East Multnomah Soil & Water Conservation District

Measure No. 26-71

East Multnomah Soil and Water Conservation District Permanent Rate Limit

QUESTION: Shall the District be authorized to have a permanent rate limit of $0.10 per $1,000 assessed value beginning FY 2005-2006?

SUMMARY: This permanent rate limit will enable the East Multnomah Soil and Water Conservation District to provide education and technical assistance to urban and rural residents, farmers, businesses, municipalities, and others to meet rising legal and public expectations for healthy and sustainable land management. The District does not make or enforce regulations.

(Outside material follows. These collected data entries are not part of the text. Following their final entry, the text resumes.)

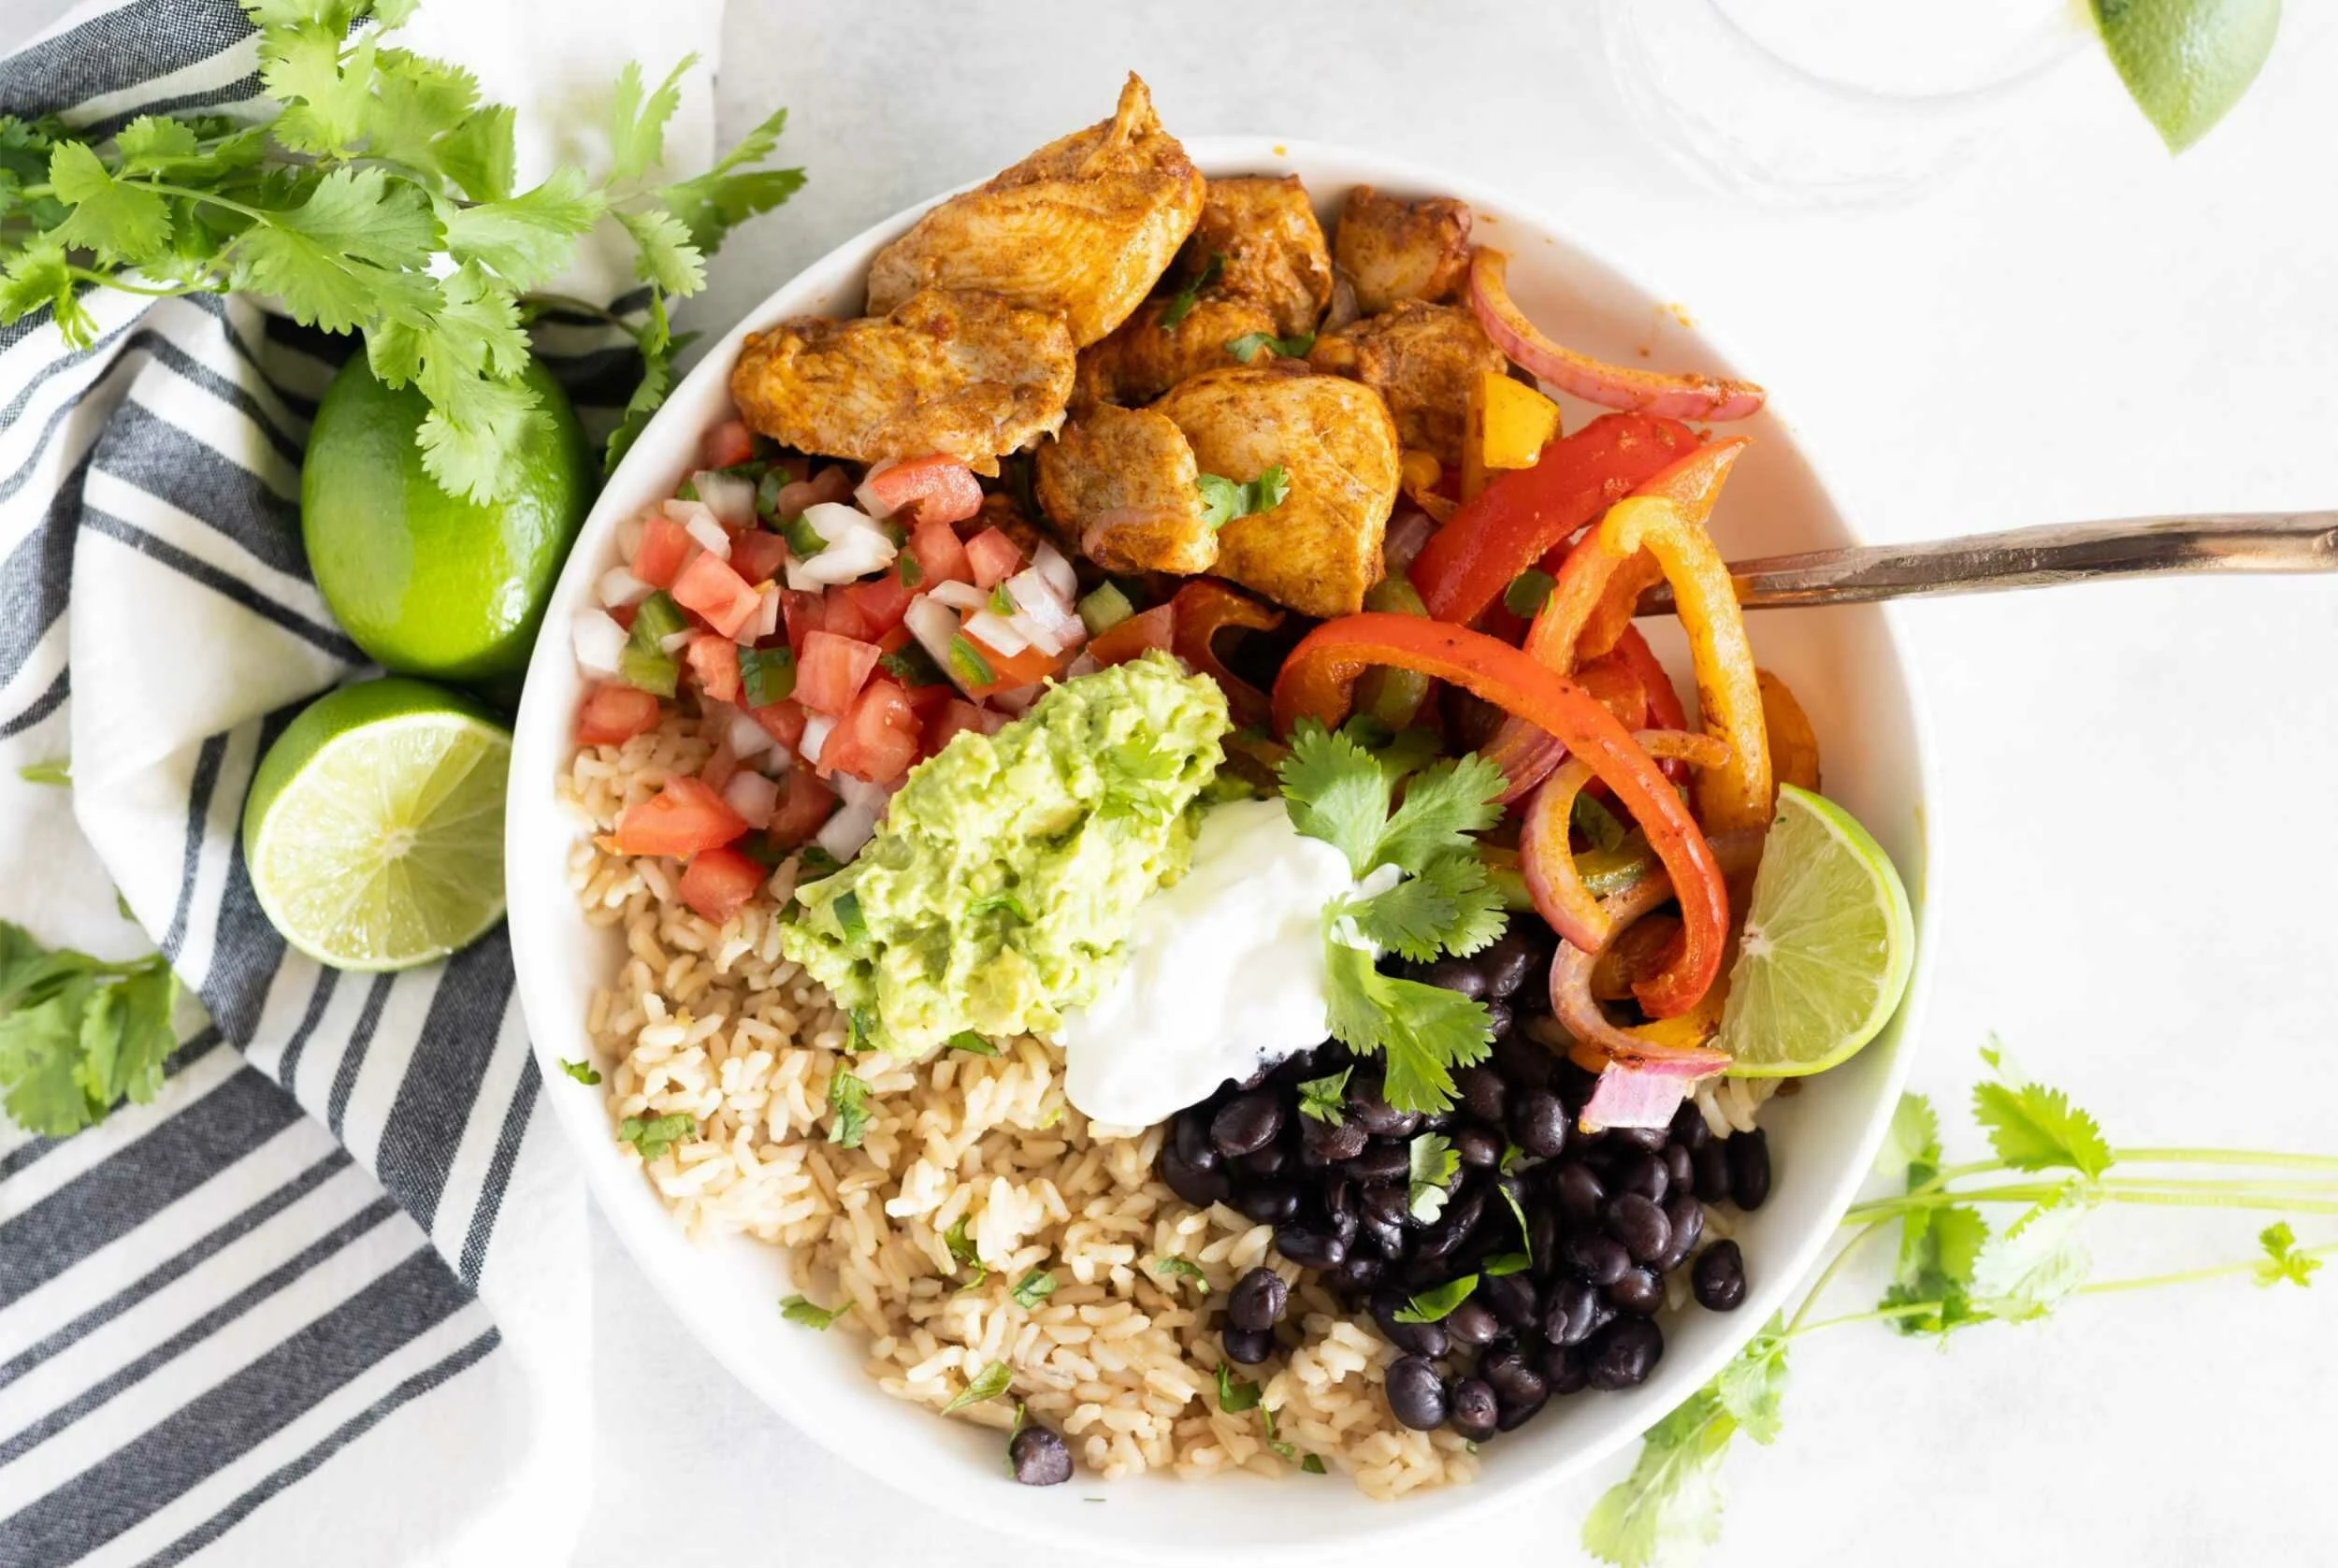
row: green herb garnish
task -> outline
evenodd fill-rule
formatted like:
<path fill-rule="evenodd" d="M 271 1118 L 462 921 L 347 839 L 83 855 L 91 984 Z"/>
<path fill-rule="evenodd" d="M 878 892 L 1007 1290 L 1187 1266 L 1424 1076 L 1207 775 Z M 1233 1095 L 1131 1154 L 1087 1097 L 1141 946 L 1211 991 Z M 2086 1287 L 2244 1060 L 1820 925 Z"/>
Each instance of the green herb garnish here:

The permanent rate limit will support current District programs including Naturescaping for Clean Rivers, conservation technical assistance, help for landowners navigating regulations, and cost-share funding for conservation projects. The District may purchase conservation easements in ecologically sensitive areas, provide youth education, make capital expenditures, and develop new programs to improve the quality of our streams and natural habitat for fish, wildlife, and people.

This measure establishes a permanent rate limit of $.10 per $1,000 of assessed value. It will cost the owner of a property valued at $200,000 a maximum of $20.00 per year and yield an estimated $2,862,200 to the District. The District may levy a lower rate. This permanent rate is an upper limit that by law can never be raised.


Submitted by:
East Multnomah Soil & Water Conservation District Board

No arguments AGAINST this measure were filed

Measure No. 26-71 | East Multnomah Soil & Water Conservation District

We all benefit from clean air and clean water. If our streams are to provide healthy drinking water for people and good habitat for salmon, however, some of us — farmers, loggers, builders — must disproportionately learn new land management practices — and pay the costs.

Measure 37 seeks to remedy that imbalance by effectively doing away with many land use regulations, some of which are necessary to make our communities great places to live.

Measure 26-71 offers a better way to balance the rights of landowners and their responsibility to cooperate in improving the environment we all share. Instead of lowering standards, it helps gardeners, farmers, landscapers, builders and others meet our rising public and legal expectations for water quality and wildlife habitat through the East Multnomah Soil and Water Conservation District.

Conservation Districts were created in response to the Dust Bowl of the 1930s to help farmers prevent their soil from blowing and eroding away. To overcome the distrust of government that was then widespread — as it is now — these Districts did not create or enforce regulations, but instead provided education, technical assistance, and sometimes financial help to farmers. They earned trust by including farmers on their boards. They are one case where government by, for, and of the people really was there to help.

The ecological challenges we face today in Multnomah County are different, but our Conservation District is still a particularly good way to help people, both urban and rural residents, improve our shared environment. Our programs, such at Naturescaping for Clean Rivers, are now especially important because the Clean Water Act, the Endangered Specie’s, and other regulations demand more of land managers. At the same time, other services, such as OSU Extension, have been cut or eliminated. If you believe we all share the responsibility to leave future generations a healthy and sustainable environment, vote YES on Measure 26-71. Your dime per mil can make a difference.

VOTE YES 26-71!

(This information furnished by Xander Patterson, Save Our Streams)

The printing of this argument does not constitute an endorsement by Multnomah County, nor does the county warrant the accuracy or truth of any statements made in the argument.